Does anyone know the ins and outs of using your own S-Corp to buy a boat?

I'm womdering if there is a tax avoidance gain to use your own company to buy the boat and therefore you could have the company pay maintenance, fuel, etc.

What are the tax issues here?
Can you purchase a second hand boat?

I'm thinking that it will get put down as an asset but not sure:blink:


----------



## Orion45 (Jun 26, 2008)

Check with your CPA. He can give you the best answer based on your particular circumstances.


----------



## MrFish (Aug 21, 2009)

Check with your accountant.


----------



## Evensplit (Oct 2, 2007)

assuming you already have an s-corp, if you can justify it as a business expense you can write at least part of it off. There are insurance issues to deal with. 
Go with the previous advice - check with your accountant before you do anything!


----------



## Instant Karma (Oct 9, 2007)

You are going to have to justify it as a business, that means you have to make a profit every once and a while. Otherwise its a hobby loss, not deductible.


----------



## TURTLE (May 22, 2008)

Instant Karma said:


> You are going to have to justify it as a business, that means you have to make a profit every once and a while. Otherwise its a hobby loss, not deductible.


*I have had three boats purchased buy an S-Corp for advertizing. The boats were registered in the business name and used for entertaining clients. I have never deducted 100% of the cost of ownership because I used it personaly as well but I am no CPA, check with one as all others have advised.*


----------



## Snelly (Oct 3, 2007)

Thanks for the replies.

I've sent a message to my accountant to see what they say.


Just thought it might be a good way to get my company to work for me.

I know of people in the UK that bought boats through their company as a charter, but then never managed to charter it. The boat was still an asset of the company which needed maintenance and regular use/fuel to maintain it .

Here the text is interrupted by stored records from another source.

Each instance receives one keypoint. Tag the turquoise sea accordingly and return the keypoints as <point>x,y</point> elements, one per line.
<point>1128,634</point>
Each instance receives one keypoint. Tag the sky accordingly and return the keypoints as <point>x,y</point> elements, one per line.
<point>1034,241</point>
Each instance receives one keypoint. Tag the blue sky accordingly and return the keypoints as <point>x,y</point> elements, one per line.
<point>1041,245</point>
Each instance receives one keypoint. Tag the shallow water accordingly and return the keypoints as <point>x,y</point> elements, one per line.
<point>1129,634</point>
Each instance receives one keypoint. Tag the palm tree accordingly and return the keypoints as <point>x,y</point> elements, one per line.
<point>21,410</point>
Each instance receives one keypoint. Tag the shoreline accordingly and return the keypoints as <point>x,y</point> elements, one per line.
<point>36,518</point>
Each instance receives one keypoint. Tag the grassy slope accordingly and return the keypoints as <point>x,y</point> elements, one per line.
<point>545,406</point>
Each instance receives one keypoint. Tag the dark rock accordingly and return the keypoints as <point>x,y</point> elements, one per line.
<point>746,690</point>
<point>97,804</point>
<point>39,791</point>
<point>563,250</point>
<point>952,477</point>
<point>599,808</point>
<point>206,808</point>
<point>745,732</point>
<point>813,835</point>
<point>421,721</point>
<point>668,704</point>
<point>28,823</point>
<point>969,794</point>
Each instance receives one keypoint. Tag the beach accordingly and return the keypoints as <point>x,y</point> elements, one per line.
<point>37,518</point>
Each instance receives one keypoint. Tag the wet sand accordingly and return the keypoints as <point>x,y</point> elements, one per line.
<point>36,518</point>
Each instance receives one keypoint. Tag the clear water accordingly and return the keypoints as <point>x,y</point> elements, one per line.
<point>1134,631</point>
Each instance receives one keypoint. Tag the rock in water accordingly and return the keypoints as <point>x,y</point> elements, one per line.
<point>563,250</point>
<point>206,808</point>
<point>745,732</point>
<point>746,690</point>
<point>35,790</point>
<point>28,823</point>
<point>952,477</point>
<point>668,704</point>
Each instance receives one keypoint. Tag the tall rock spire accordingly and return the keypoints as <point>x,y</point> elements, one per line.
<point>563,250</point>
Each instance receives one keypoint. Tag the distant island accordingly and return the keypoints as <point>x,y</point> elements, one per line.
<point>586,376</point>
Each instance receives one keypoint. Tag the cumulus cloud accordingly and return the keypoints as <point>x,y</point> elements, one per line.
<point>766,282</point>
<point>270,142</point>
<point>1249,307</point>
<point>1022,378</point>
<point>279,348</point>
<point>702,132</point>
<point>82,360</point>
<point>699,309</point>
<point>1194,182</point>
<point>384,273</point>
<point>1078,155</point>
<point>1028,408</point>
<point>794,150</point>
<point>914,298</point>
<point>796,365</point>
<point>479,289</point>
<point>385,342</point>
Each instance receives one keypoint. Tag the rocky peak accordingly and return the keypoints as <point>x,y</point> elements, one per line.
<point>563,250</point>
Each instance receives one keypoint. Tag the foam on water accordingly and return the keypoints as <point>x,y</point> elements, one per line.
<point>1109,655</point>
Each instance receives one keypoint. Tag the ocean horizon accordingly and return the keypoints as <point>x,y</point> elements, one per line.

Insurance would be paid by the company as the boat would be registered by it, so not sure what issues there might be there.

Interesting one though...


----------



## sealegs (Jan 11, 2010)

*boat purchase*

Im anxious to hear what your accountant has to say, mine said the fastest way he new to get an audit was to try to write off a airplane or a boat, we just take expenses when we take out clients .Heavy documentation is also required,even when its the accountant i take out. Rick


----------



## MGlover54 (May 11, 2011)

Why not buy it personally then lease it to the company for a fee "when you go out"?


----------



## Snelly (Oct 3, 2007)

Yup, looks like its more trouble than it's worth.

My accountant echoes what others say. As no revenue would be generated it would go down as a hobby and basically negate any benefits.

I like Mike's idea of buying it myself and leasing it back to the company...


----------



## off route II (Sep 28, 2007)

sealegs said:


> Im anxious to hear what your accountant has to say, mine said the fastest way he new to get an audit was to try to write off a airplane or a boat, we just take expenses when we take out clients .Heavy documentation is also required,even when its the accountant i take out. Rick


you hit the nail on the head.


----------



## MrFish (Aug 21, 2009)

I know one guy that has bought boats, through the years, through his company. And I really think the main reason was to keep his future ex-wife away from them.


----------



## Lucky Dawg (Oct 6, 2007)

You could limit your liability if something bad happened and the scorp owns the boat.


----------



## MrFish (Aug 21, 2009)

Lucky Dawg said:


> You could limit your liability if something bad happened and the scorp owns the boat.


You could also extend your liability. If your company is your livelihood, what happens if the doors get shut, because of a boat wreck? I'm sure you can get your GL to cover the boat, but what would that cost? Would it be worth it to add that over regular boat insurance? I doubt it, you would be paying twice for insurance. One to cover your boat and one to cover your company, because the boat is a huge liability.


----------



## fishn4real (Sep 28, 2007)

Lucky Dawg said:


> You could limit your liability if something bad happened and the scorp owns the boat.


Not necessarily. Corporate ownership does not shield against liability, especially if it can be shown that the asset was purchased through the company as a means to shield liability in the first place. It used to be that one could easily avoid liabilities by putting assets in the name of the company, but company veils are easily pierced in this day and time.

Best bet is to always consult an expert. (I know, I know; everyone on the forum is an expert. Or is that the other forum, dang..I forget.:whistling

Talk to lawyer and/or accountant, or best scenario, a tax attorney.


----------